La premier Meloni nella sostanza rifiuta il confronto con i sindacati?

Non è capace di avere un rapporto costruttivo, in lei prevale la capacità propagandistica. E il sindacato non è l’unico corpo intermedio ignorato. Un governo che si comporta così verso i lavoratori non ha una visione, una strategia. Ma i difetti del governo appaiono meno perché non c’è una opposizione agguerrita e capace di imporre le sue proposte. Di Vittorio faceva l’opposizione ma aveva fatto il piano del lavoro, in quegli anni i sindacati proponevano, a volte si passava a volte no, ma c’era una visione strategica.

Le opposizioni hanno fatto un anno di battaglia sul salario minimo. Non è un segno di una strategia?

Da vecchio contrattualista, penso sia una questione che va affrontata con ampiezza. Non basta il salario minimo, la legge può dare forza ai contratti ma non può sostituirsi ai sindacati. La sinistra ha la responsabilità di aver contribuito a indebolire lo Statuto dei lavoratori, di aver favorito la precarietà. E nel frattempo le retribuzioni non sono cresciute. E com’è possibile che non si riesca a fare una grande battaglia sugli incidenti sul lavoro? Ogni giorno muore un lavoratore, anzi mediamente più di uno, si sentono il rammarico e le promesse. Poi si scopre che l’Inail non utilizza i milioni per affrontare una politica della sicurezza.
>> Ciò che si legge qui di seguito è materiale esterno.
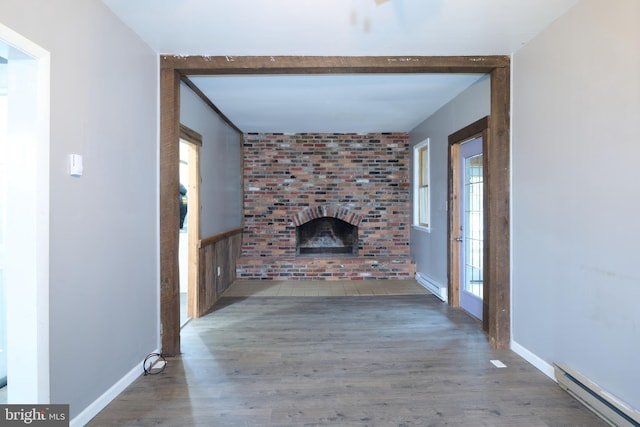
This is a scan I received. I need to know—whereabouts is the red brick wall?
[242,133,411,260]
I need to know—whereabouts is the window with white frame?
[413,138,431,230]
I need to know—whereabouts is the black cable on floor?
[142,353,167,376]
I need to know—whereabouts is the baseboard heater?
[416,273,448,302]
[553,363,640,427]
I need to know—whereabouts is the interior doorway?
[449,118,491,330]
[178,126,202,327]
[0,24,50,404]
[454,136,484,320]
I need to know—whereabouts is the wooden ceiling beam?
[160,55,510,75]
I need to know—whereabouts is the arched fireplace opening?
[296,217,358,256]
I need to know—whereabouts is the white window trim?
[413,138,431,232]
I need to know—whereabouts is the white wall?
[409,76,491,288]
[0,0,159,417]
[512,0,640,409]
[180,83,242,238]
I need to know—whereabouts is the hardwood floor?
[89,286,606,427]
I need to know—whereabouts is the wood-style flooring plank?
[89,295,606,427]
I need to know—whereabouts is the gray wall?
[0,0,159,417]
[409,76,491,287]
[180,84,242,238]
[512,0,640,409]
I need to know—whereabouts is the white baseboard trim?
[511,340,557,382]
[416,273,449,302]
[69,350,160,427]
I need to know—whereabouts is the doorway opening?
[0,24,50,404]
[448,118,490,330]
[160,55,511,354]
[178,125,202,327]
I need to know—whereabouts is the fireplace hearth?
[296,217,358,256]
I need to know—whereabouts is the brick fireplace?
[237,133,415,280]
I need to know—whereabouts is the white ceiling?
[102,0,578,133]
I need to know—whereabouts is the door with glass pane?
[457,137,484,320]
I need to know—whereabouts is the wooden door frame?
[180,124,202,318]
[159,55,511,354]
[447,117,493,332]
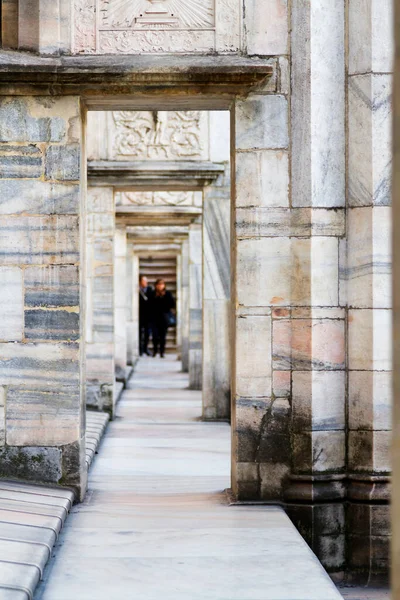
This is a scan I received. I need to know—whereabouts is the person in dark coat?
[139,275,154,356]
[151,279,176,358]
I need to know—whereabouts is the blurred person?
[151,279,176,358]
[139,275,154,356]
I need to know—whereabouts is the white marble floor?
[37,357,341,600]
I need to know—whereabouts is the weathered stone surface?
[236,95,289,150]
[235,316,272,398]
[0,343,79,391]
[0,155,42,179]
[236,150,289,209]
[0,446,62,483]
[349,0,394,75]
[349,371,392,431]
[0,216,79,265]
[348,309,392,371]
[0,97,66,142]
[349,74,392,206]
[0,179,79,215]
[25,309,80,342]
[244,0,289,56]
[0,267,24,342]
[292,371,346,431]
[45,145,80,181]
[291,0,346,207]
[24,265,79,308]
[292,431,345,473]
[0,386,7,446]
[6,386,80,446]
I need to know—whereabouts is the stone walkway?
[36,357,341,600]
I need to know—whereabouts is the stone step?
[0,481,74,600]
[86,410,109,469]
[0,411,110,600]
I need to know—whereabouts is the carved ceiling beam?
[87,160,225,192]
[119,206,202,227]
[0,50,273,104]
[127,225,189,240]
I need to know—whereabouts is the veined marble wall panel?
[0,96,86,495]
[181,239,190,373]
[86,188,115,416]
[72,0,241,54]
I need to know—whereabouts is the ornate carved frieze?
[112,111,205,160]
[116,192,195,206]
[73,0,240,54]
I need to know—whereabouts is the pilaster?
[86,188,115,417]
[114,224,128,381]
[202,169,231,420]
[181,239,190,373]
[341,0,393,581]
[0,96,87,498]
[189,222,203,390]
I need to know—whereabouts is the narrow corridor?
[37,356,340,600]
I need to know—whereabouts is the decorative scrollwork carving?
[116,192,194,206]
[74,0,241,54]
[113,111,203,160]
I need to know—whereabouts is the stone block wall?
[86,188,115,417]
[341,0,393,577]
[0,96,86,496]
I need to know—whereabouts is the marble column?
[0,96,87,498]
[114,224,128,381]
[391,0,400,600]
[86,188,115,417]
[341,0,393,582]
[181,239,190,373]
[127,244,139,367]
[189,220,203,390]
[202,169,231,420]
[176,253,182,360]
[282,0,346,573]
[17,0,71,54]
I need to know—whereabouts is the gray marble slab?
[38,357,341,600]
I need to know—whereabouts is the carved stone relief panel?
[108,111,208,160]
[72,0,241,54]
[115,192,198,206]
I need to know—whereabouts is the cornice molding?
[87,160,225,192]
[0,50,273,104]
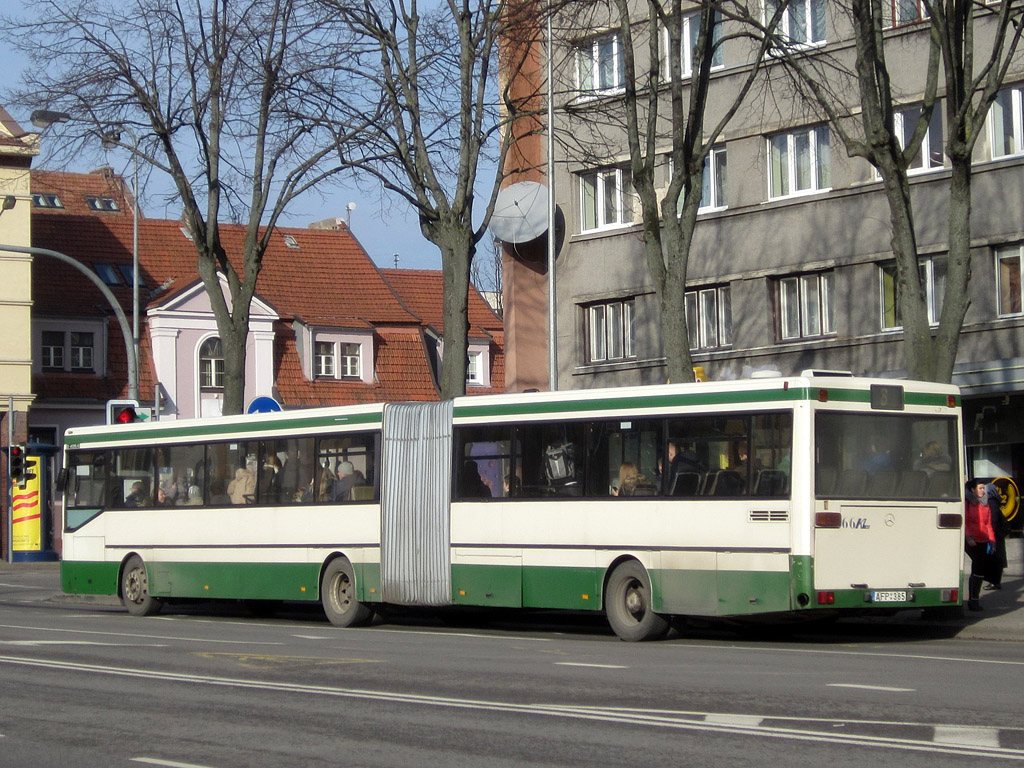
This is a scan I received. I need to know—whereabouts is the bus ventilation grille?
[751,509,790,522]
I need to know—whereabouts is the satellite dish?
[490,181,548,243]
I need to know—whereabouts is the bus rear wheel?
[121,555,163,616]
[604,560,669,642]
[321,557,374,627]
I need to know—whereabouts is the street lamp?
[29,110,139,400]
[102,126,138,397]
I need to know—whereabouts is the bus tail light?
[814,512,843,528]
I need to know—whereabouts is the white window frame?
[988,85,1024,160]
[892,104,946,175]
[315,328,373,384]
[579,168,636,232]
[196,336,225,392]
[767,125,831,200]
[775,269,836,341]
[466,340,490,387]
[662,12,725,80]
[313,341,337,379]
[40,329,68,373]
[764,0,827,48]
[583,297,636,365]
[882,0,931,29]
[575,33,626,96]
[995,244,1024,317]
[338,341,362,379]
[879,256,946,331]
[68,331,96,374]
[684,286,732,350]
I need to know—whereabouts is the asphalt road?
[0,571,1024,768]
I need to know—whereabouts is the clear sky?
[0,48,440,269]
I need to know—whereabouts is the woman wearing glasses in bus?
[964,480,995,610]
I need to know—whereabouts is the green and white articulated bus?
[61,372,964,640]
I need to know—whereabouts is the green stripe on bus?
[65,412,381,445]
[455,387,817,419]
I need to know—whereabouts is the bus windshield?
[814,413,961,501]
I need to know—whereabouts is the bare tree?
[4,0,372,414]
[774,0,1022,382]
[322,0,536,397]
[566,0,767,381]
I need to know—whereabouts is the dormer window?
[312,331,374,384]
[32,193,63,208]
[93,264,121,286]
[85,195,121,212]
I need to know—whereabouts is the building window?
[577,35,626,93]
[995,246,1024,317]
[313,341,334,379]
[92,264,121,286]
[85,196,121,211]
[466,352,482,386]
[768,126,831,198]
[776,269,836,340]
[32,193,63,208]
[881,258,946,331]
[663,13,725,79]
[686,286,732,349]
[580,168,634,232]
[199,338,224,392]
[71,331,93,373]
[893,108,945,173]
[41,331,65,371]
[988,86,1024,159]
[341,343,361,379]
[882,0,929,27]
[584,299,634,362]
[765,0,825,45]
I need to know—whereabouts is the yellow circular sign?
[992,477,1021,520]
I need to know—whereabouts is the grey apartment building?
[505,0,1024,478]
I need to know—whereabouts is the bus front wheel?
[321,557,374,627]
[121,555,163,616]
[604,560,669,642]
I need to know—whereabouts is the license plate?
[871,590,906,603]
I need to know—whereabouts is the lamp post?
[30,110,139,400]
[102,126,139,397]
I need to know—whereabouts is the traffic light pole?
[0,244,138,403]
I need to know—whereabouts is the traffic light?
[106,400,142,424]
[7,445,28,482]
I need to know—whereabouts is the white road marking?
[0,624,284,645]
[0,640,167,648]
[935,725,999,746]
[825,683,916,693]
[128,758,218,768]
[0,655,1024,768]
[705,713,765,728]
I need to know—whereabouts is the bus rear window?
[814,413,961,501]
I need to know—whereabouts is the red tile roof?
[32,171,504,407]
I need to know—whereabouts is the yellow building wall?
[0,126,39,428]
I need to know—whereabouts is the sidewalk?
[6,539,1024,641]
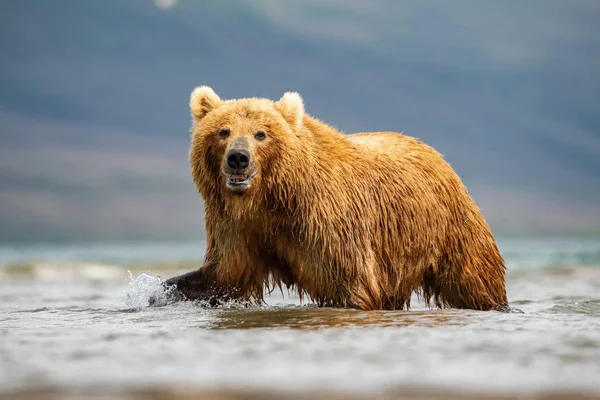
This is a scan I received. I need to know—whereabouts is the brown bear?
[166,86,508,310]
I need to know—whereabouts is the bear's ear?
[190,86,222,119]
[275,92,304,126]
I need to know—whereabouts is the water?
[0,238,600,399]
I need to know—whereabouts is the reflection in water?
[212,307,478,330]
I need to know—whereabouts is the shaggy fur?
[171,86,507,310]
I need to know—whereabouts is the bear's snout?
[227,149,250,170]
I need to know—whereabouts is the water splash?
[125,271,181,308]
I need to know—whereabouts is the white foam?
[125,271,177,308]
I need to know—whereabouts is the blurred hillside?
[0,0,600,241]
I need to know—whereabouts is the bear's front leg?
[164,261,235,307]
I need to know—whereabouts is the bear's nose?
[227,150,250,169]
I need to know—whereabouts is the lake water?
[0,238,600,399]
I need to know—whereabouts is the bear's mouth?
[225,174,254,192]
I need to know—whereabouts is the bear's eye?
[219,129,230,138]
[254,131,267,140]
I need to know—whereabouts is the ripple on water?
[548,299,600,316]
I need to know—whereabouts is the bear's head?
[190,86,304,198]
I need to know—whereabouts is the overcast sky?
[0,0,600,241]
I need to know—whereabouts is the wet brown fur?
[185,87,507,310]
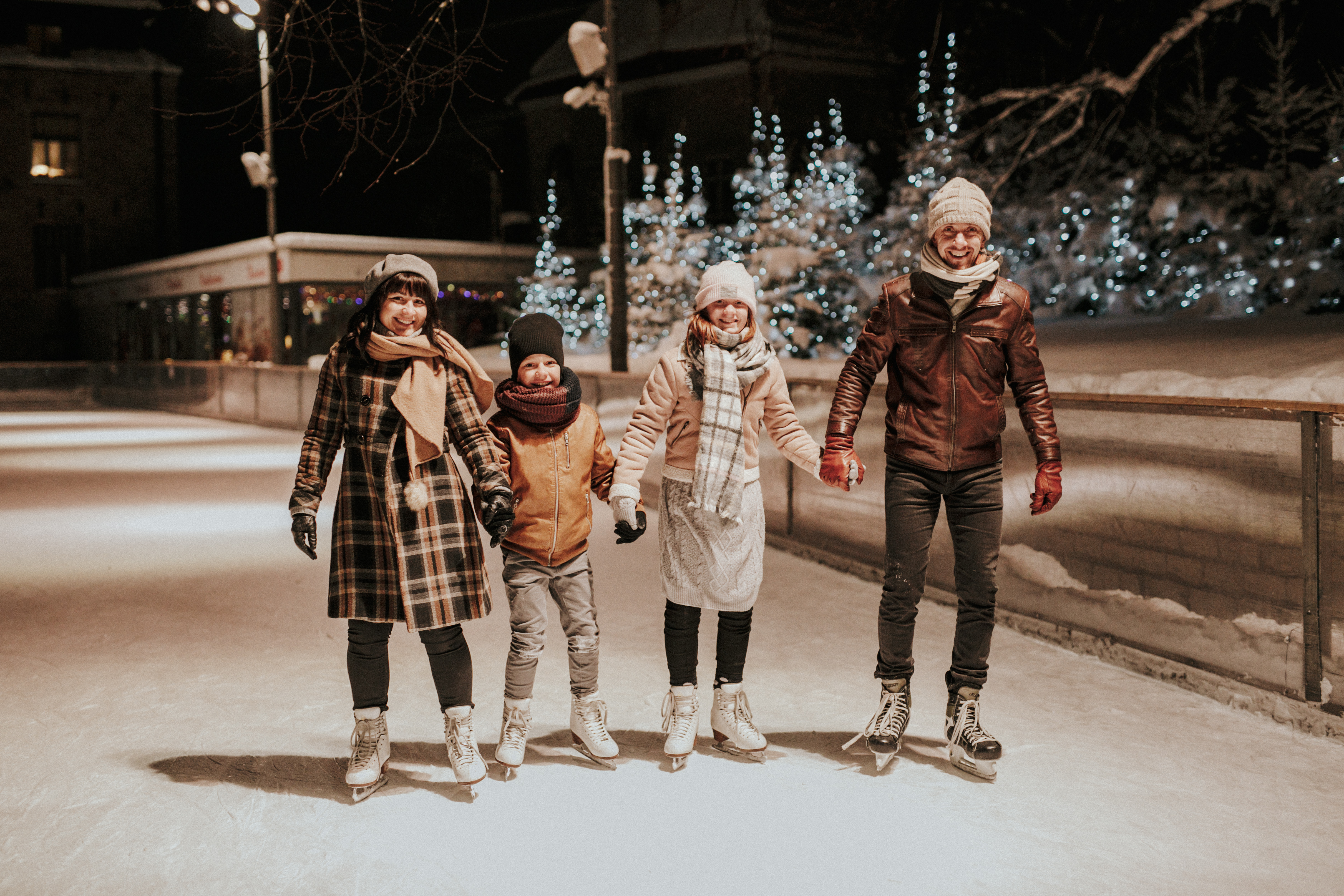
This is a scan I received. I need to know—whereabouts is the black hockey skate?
[942,685,1004,781]
[841,678,910,771]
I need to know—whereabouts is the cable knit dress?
[611,348,821,611]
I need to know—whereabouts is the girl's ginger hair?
[684,305,757,356]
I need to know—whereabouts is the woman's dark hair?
[345,273,438,355]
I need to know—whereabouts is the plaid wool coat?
[289,340,508,631]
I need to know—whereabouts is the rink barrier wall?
[0,361,1344,731]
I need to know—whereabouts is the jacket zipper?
[948,316,957,470]
[546,430,560,565]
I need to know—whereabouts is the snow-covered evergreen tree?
[517,180,608,348]
[625,134,723,356]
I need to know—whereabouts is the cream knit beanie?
[695,262,755,316]
[929,177,995,239]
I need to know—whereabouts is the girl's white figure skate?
[345,707,392,802]
[663,685,700,771]
[710,681,769,762]
[942,685,1004,781]
[570,692,621,768]
[495,697,532,781]
[444,707,485,798]
[841,678,910,771]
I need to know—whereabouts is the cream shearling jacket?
[611,347,821,498]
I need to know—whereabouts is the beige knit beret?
[695,262,755,316]
[364,255,438,298]
[929,177,995,239]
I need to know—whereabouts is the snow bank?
[1050,371,1344,404]
[999,544,1328,689]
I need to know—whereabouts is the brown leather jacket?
[485,404,616,567]
[827,275,1059,470]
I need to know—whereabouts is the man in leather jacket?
[820,177,1060,778]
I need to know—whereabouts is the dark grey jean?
[876,457,1004,691]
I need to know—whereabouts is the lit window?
[28,115,79,177]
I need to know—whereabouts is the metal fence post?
[1301,411,1329,703]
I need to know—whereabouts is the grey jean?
[504,548,598,700]
[875,457,1004,691]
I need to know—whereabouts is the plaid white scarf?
[681,326,774,523]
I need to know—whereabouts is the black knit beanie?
[508,313,565,379]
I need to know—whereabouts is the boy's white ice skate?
[663,685,700,771]
[495,697,532,781]
[444,707,485,797]
[345,707,392,802]
[710,681,769,762]
[942,685,1004,781]
[570,692,621,768]
[841,678,910,771]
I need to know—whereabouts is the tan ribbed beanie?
[929,177,995,239]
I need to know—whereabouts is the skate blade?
[948,749,999,781]
[349,775,387,802]
[574,744,616,771]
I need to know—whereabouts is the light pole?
[565,0,630,372]
[196,0,280,360]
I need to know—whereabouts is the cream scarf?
[919,239,1003,317]
[367,331,495,512]
[681,326,774,523]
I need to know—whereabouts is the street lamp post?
[196,0,278,360]
[565,0,630,372]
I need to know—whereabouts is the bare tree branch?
[960,0,1262,197]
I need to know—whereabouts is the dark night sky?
[76,0,1344,258]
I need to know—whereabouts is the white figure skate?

La riforma costituzionale che introduce il premierato passerà nel paese?

Penso di no. È irrazionale, un diversivo. Il problema è che la Costituzione non è applicata. E il modo migliore di opporsi è porre con forza gli aspetti che non sono applicati. Nell’art.3 c’è scritto che la Repubblica deve rimuovere gli ostacoli che impediscono di avere questi diritti. Io ho fatto il sindacalista per tutta la vita, mi dicevano sempre che i lavoratori hanno i diritti ma anche i doveri. Oggi dico: i doveri li ha anche la Repubblica, e chi è al governo, non è pensabile che i diritti siano cancellati o rinviati.

Lei un partito l’ha diretto, per cento giorni, il Psi appena lasciato da Craxi, in piena Tangentopoli. Lasciò in un modo drammatico.

Non sono stato in grado di fare quello che mi ero prefisso. Ma se tornassi indietro rifarei quel tentativo. Sono stato sconfitto, sono andato via con grande dolore. Penso spesso all’occasione persa per tutta la sinistra. Dopo la caduta del Muro di Berlino avremmo potuto fare nel nostro paese un grande partito di sinistra. Non ci siamo riusciti. Ma non è un’occasione persa per sempre, questo voglio dire ai giovani. Oggi quell’occasione può tornare, se siamo capaci di riaccendere la passione politica. Alla Fondazione Bruno Buozzi (di cui è presidente, ndr) ho uno stendardo che dice: «Dormienti, destatevi».